What happened

Latin American e-commerce giant MercadoLibre (MELI -1.24%) calls Argentina home but does 60% of its business to the north in Brazil -- and that could become a problem for MercadoLibre stock this year. Warning of storm clouds on the horizon, investment bank Jefferies downgraded MercadoLibre stock this morning.

And by the time the closing bell rang, MercadoLibre was down 6.2%.

Big red arrow going down over a stock chart.

Image source: Getty Images.

So what

That's actually not surprising given the scale of this downgrade. Not only did Jefferies cut its rating on MercadoLibre (from "buy" to "hold"), says StreetInsider.com, but the banker also cut its price target on MercadoLibre stock from $2,000 to just $1,250.

That's right. In just one day, Jefferies' opinion on the stock went from "it could almost double this year" to "meh, maybe give it a 15% gain?"

As the analyst explained, "[H]eightened macro uncertainty in Brazil" is to blame for the downgrade. With inflation running hot at 11% in Brazil right now, the government has raised interest rates and is now paying 12% on treasury bills in an attempt to cool things down. This could make it more expensive for MercadoLibre to offer debt of its own because MercadoLibre would need to offer rates competitive with the government's offering. At the same time, Jefferies says it saw "sizable moderation in usage growth for [MercadoLibre's] e-commerce app ... in November" and believes this could foreshadow a slowdown in revenue growth for the company.

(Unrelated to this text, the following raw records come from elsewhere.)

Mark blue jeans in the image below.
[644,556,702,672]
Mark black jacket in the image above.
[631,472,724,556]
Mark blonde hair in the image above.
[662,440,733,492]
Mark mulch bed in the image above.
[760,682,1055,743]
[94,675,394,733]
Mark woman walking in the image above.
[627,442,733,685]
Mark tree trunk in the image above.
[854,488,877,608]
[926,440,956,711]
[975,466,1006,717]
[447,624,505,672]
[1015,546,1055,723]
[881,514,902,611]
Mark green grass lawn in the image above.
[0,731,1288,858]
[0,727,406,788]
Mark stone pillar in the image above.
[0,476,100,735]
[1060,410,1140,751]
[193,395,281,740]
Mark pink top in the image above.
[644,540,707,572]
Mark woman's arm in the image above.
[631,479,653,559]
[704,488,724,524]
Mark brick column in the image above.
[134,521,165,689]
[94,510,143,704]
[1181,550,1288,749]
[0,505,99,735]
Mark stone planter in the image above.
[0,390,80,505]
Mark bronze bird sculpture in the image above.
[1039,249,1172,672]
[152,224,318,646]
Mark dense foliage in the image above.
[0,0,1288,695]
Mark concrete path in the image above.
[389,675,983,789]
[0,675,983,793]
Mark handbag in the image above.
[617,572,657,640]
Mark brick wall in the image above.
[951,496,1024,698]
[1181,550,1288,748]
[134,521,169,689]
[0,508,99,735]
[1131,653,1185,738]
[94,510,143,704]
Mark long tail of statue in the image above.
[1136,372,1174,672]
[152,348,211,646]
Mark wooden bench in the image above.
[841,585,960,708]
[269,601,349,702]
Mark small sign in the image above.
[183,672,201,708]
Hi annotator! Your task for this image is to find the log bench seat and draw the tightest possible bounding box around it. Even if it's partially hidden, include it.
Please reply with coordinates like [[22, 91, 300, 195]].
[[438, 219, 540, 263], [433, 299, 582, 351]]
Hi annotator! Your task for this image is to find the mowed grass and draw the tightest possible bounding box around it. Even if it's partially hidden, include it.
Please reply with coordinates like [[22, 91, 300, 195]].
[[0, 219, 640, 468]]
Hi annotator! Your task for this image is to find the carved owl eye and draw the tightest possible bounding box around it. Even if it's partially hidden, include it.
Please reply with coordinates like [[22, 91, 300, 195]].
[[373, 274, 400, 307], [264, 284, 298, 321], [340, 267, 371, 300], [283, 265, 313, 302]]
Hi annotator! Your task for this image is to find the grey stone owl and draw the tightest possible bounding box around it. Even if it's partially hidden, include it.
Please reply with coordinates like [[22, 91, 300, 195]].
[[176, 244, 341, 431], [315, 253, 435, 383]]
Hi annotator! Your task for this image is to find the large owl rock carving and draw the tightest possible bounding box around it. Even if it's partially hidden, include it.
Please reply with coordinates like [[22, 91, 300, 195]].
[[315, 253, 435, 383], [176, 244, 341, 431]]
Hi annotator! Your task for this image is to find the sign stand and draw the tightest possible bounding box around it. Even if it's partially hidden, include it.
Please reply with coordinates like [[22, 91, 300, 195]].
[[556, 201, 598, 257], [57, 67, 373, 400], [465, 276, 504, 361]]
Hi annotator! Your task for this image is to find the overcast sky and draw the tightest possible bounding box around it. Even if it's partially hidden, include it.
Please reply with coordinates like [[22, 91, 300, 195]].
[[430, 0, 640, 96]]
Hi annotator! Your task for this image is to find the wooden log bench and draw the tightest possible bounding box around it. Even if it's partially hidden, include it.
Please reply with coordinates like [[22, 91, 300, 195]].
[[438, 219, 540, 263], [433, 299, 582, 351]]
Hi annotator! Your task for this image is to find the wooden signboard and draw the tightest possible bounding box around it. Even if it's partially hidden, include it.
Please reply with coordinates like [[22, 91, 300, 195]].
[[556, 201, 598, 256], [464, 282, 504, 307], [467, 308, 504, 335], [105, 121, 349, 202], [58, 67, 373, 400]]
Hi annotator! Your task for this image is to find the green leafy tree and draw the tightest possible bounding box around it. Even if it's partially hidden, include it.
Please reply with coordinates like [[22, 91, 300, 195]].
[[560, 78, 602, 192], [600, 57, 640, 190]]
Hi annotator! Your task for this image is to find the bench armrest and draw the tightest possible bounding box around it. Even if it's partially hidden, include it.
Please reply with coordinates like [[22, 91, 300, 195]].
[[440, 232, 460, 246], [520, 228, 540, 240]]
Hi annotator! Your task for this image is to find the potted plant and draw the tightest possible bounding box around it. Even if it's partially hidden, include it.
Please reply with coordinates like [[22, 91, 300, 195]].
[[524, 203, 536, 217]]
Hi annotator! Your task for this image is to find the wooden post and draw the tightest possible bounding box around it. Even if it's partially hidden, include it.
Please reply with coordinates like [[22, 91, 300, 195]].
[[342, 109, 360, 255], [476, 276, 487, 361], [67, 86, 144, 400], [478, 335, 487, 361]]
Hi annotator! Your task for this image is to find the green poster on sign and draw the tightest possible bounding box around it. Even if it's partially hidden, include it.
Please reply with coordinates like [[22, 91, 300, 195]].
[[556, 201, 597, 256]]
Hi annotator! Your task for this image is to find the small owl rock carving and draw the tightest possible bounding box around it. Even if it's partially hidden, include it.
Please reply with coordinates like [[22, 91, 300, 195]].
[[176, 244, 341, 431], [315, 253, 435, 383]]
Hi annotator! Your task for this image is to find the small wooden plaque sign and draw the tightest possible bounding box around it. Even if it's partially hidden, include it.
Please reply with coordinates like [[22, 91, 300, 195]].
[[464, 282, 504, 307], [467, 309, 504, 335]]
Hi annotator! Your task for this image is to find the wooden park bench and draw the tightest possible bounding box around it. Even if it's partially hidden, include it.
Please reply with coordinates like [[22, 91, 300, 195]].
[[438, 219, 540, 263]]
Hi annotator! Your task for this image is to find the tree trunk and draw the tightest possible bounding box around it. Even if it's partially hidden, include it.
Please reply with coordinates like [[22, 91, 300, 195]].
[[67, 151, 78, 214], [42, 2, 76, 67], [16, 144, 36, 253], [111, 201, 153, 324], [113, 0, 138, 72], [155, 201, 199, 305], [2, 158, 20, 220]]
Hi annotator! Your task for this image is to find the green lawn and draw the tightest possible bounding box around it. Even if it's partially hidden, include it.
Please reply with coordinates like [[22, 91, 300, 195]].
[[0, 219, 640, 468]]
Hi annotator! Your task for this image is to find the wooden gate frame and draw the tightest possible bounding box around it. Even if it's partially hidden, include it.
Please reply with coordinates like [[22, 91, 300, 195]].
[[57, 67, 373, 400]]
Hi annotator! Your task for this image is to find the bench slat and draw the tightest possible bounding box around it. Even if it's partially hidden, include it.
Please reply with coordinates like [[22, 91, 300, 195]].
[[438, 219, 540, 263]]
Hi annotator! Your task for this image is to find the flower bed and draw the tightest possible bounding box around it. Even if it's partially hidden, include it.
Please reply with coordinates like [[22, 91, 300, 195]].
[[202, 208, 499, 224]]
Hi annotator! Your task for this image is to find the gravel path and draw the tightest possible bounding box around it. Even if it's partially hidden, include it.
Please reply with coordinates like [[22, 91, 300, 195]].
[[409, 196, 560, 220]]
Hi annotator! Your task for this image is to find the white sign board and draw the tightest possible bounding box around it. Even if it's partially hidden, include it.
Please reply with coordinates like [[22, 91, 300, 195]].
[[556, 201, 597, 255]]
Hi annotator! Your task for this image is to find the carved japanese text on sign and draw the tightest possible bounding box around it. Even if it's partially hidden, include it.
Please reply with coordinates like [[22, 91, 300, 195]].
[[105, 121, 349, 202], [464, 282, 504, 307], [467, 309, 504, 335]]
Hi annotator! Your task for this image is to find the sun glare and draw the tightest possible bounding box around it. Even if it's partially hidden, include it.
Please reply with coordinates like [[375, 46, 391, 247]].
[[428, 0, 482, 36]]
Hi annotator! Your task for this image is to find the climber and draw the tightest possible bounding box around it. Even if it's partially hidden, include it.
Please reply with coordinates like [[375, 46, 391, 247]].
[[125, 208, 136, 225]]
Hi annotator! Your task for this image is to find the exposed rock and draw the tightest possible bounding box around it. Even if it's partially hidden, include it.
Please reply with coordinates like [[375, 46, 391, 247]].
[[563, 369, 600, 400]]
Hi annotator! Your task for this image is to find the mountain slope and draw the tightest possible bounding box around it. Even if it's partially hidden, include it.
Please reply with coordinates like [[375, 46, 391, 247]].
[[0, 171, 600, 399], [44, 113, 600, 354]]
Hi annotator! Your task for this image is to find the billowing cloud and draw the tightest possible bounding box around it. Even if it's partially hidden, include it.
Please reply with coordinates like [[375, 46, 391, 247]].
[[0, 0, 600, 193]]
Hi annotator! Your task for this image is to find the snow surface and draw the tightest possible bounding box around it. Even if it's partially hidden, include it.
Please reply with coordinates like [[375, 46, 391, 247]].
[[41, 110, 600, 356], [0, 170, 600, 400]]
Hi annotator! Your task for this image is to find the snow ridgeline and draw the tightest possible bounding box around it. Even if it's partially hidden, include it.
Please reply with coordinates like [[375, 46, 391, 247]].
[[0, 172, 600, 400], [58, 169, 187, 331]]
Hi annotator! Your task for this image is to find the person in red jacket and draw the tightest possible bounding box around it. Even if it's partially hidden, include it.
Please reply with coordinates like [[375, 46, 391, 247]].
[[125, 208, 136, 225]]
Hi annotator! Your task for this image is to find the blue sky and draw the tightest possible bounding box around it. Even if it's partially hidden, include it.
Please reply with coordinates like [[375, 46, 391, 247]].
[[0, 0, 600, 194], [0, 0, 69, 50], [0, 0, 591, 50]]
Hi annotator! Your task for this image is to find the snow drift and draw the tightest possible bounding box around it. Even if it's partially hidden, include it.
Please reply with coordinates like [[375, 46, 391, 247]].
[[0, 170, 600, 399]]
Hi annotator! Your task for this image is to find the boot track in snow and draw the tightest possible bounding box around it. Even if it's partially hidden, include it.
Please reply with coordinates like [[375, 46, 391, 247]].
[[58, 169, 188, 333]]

On top of all that, Newsweek reports that former Brazilian president Luiz Inacio Lula da Silva could retake the presidency this year, ushering in an era of "more state economic intervention" that could slow growth in the private sector.

Now what

Such a slowdown in growth could be a problem for MercadoLibre stock going forward. With its stock valued at 724 times trailing earnings, there's really no "value" argument for this stock. Rather, investors in MercadoLibre have traditionally owned it for its superb record as a growth stock, with revenues compounding at better than 50% annually over the next five years and operating profits growing at nearly 20%, according to data from S&P Global Market Intelligence.

If growth slows this year -- even temporarily -- that's likely to dampen enthusiasm for the stock. In such a situation, Jefferies' decision to step to the sidelines "until macro uncertainty subsides" sounds like the right one.